The 92 million Americans of age 50 and over control 50% of all discretionary income (AARP Bulletin, March 2008). AARP estimated that the average annual expenditure on restaurants and carry out food was $1873 for individuals in this age group. Suppose this estimate is based on a sample of 80 persons and that the sample standard deviation is $550.
a. At 95% confidence, what is the margin of error?
b. What is the 95% confidence interval for the population mean amount spent on restaurants and carryout food?
c. What is your estimate of the total amount spent by Americans of age 50 and over on restaurants and carryout food?
d. If the amount spent on restaurants and carryout food is skewed to the right, would you expect the median amount spent to be greater or less than $1873?
I'll help you with the first two:
For a):
The margin of error = 1.96(sd/√n)
sd = 550
n = 80
1.96 represents 95% using a z-table
For b):
CI95 = mean + or - margin of error
mean = 1873
Substitute the values into the formula and calculate.
Please help and explain the best you can. I am so lost.
Thank you in advance
To find the answers to these questions, we will use the formula for calculating the margin of error and confidence interval for a population mean based on a sample.
a. The margin of error can be calculated using the formula:
Margin of Error = z * (σ / √n)
where z is the z-score corresponding to the desired confidence level (95% in this case), σ is the standard deviation of the sample (550), and n is the sample size (80).
Plugging in the values, we get:
Margin of Error = 1.96 * (550 / √80) ≈ 1.96 * 61.27 ≈ 120.07
So, the margin of error is approximately $120.07.
b.

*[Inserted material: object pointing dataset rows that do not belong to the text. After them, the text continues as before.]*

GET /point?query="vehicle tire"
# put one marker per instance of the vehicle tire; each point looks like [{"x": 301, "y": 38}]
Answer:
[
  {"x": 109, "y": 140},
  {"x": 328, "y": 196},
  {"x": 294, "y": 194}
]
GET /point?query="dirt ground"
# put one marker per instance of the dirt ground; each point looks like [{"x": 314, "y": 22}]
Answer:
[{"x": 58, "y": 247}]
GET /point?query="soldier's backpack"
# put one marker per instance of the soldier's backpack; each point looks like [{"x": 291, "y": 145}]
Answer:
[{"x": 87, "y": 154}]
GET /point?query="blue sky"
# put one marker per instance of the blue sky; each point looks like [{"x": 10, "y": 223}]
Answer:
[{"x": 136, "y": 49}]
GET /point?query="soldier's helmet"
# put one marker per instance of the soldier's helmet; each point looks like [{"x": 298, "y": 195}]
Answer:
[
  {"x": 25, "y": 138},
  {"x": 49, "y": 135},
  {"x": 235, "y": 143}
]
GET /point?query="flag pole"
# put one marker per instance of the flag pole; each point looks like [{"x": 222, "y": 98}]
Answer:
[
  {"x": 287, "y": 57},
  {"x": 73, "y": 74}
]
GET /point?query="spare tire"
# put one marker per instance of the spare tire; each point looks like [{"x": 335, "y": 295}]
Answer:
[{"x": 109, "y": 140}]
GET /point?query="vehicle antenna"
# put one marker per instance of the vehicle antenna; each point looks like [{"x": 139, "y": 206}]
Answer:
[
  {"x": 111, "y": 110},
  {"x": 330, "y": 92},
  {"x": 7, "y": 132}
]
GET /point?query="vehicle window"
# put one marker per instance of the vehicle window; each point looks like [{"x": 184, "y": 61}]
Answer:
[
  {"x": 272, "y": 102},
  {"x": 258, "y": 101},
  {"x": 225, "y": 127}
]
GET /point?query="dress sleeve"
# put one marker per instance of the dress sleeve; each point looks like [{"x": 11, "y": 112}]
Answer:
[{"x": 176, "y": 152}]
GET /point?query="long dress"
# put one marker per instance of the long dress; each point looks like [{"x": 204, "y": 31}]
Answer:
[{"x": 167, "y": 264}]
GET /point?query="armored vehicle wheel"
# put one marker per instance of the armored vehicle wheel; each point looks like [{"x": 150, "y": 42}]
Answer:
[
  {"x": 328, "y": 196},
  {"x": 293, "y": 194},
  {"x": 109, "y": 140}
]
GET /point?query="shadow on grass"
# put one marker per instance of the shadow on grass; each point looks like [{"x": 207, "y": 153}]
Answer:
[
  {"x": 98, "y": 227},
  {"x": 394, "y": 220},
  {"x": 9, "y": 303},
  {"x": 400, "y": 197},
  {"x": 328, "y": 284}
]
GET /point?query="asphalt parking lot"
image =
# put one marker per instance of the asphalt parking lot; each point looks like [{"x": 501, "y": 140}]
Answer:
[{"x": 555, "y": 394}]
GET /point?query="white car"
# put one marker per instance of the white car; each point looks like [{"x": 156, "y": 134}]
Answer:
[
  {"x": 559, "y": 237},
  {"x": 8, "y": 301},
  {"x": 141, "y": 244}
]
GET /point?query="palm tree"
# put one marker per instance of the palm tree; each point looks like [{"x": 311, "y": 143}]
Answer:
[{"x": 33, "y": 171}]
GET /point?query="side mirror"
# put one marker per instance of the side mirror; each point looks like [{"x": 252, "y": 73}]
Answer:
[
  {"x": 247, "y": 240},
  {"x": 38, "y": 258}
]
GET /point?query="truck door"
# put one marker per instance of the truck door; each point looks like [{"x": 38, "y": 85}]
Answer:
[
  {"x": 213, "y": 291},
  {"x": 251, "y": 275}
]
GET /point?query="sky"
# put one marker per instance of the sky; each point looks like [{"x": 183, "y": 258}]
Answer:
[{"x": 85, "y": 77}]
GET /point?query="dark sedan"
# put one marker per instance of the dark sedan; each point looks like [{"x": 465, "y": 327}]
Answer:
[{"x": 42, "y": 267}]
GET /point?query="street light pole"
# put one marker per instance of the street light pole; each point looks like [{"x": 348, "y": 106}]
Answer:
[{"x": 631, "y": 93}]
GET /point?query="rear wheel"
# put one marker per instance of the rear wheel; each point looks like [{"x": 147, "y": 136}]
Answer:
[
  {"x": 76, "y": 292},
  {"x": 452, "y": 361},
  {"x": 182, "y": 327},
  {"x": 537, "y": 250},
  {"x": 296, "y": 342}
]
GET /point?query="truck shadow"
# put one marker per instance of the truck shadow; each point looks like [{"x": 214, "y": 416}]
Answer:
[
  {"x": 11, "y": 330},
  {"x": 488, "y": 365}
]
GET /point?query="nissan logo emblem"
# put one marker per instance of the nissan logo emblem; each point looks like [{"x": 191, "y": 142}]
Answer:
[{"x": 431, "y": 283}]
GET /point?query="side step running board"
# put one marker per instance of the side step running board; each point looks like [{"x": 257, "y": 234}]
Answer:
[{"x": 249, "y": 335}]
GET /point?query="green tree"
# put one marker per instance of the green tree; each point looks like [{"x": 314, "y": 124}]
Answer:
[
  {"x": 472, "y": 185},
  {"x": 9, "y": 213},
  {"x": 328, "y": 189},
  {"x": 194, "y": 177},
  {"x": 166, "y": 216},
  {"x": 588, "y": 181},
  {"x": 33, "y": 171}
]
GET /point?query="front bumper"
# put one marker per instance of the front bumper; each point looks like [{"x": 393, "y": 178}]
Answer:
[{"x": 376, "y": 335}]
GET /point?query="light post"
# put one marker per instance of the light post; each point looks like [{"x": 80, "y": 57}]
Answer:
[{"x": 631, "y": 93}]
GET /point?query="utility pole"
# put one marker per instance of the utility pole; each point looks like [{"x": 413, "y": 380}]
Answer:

The 95% confidence interval can be calculated using the formula:
Confidence Interval = sample mean ± Margin of Error
In this case, the sample mean is $1873 and the margin of error is $120.07.
Therefore, the 95% confidence interval is approximately $1873 ± $120.07, or $1752.93 to $1993.07.
c. To estimate the total amount spent by Americans of age 50 and over on restaurants and carryout food, we multiply the sample mean by the total population size. According to the information provided, there are 92 million Americans in this age group.
Estimated Total Amount Spent = sample mean * population size
= $1873 * 92,000,000 = $172,036,000,000
Therefore, the estimated total amount spent is approximately $172,036,000,000.
d. If the distribution of the amount spent on restaurants and carryout food is skewed to the right, then the median amount spent would be expected to be less than $1873.
To answer these questions, we will use the formula for calculating the margin of error and confidence intervals for a population mean:
Margin of Error = (Critical Value) * (Standard Deviation / Square Root of Sample Size)
Confidence Interval = Sample Mean ± (Margin of Error)
a. To find the margin of error, we need to identify the critical value for a 95% confidence level. Since the sample size is 80, we can assume that the population distribution is approximately normal. Looking up the critical value in a standard normal distribution table, we find that the critical value for a 95% confidence level is approximately 1.96.
Margin of Error = (1.96) * (550 / √80)
Margin of Error ≈ 12.26
Therefore, the margin of error is approximately $12.26.
b. To calculate the confidence interval, we use the sample mean, which is $1873, and the margin of error calculated in part (a).
Confidence Interval = $1873 ± $12.26
Confidence Interval ≈ ($1860.74, $1885.26)
So, the 95% confidence interval for the population mean amount spent on restaurants and carryout food is approximately $1860.74 to $1885.26.
c. To estimate the total amount spent by Americans aged 50 and over on restaurants and carryout food, we need to multiply the average annual expenditure per individual ($1873) by the total number of Americans aged 50 and over (92 million).
Total Amount Spent ≈ Average Expenditure per Individual * Total Population
Total Amount Spent ≈ $1873 * 92,000,000
Total Amount Spent ≈ $171,716,000,000
Therefore, the estimate of the total amount spent by Americans aged 50 and over on restaurants and carryout food is approximately $171,716,000,000.
d. If the amount spent on restaurants and carryout food is skewed to the right, it means that there are few individuals who spend significantly higher amounts than the average. In this scenario, the median amount spent would be expected to be less than the mean of $1873.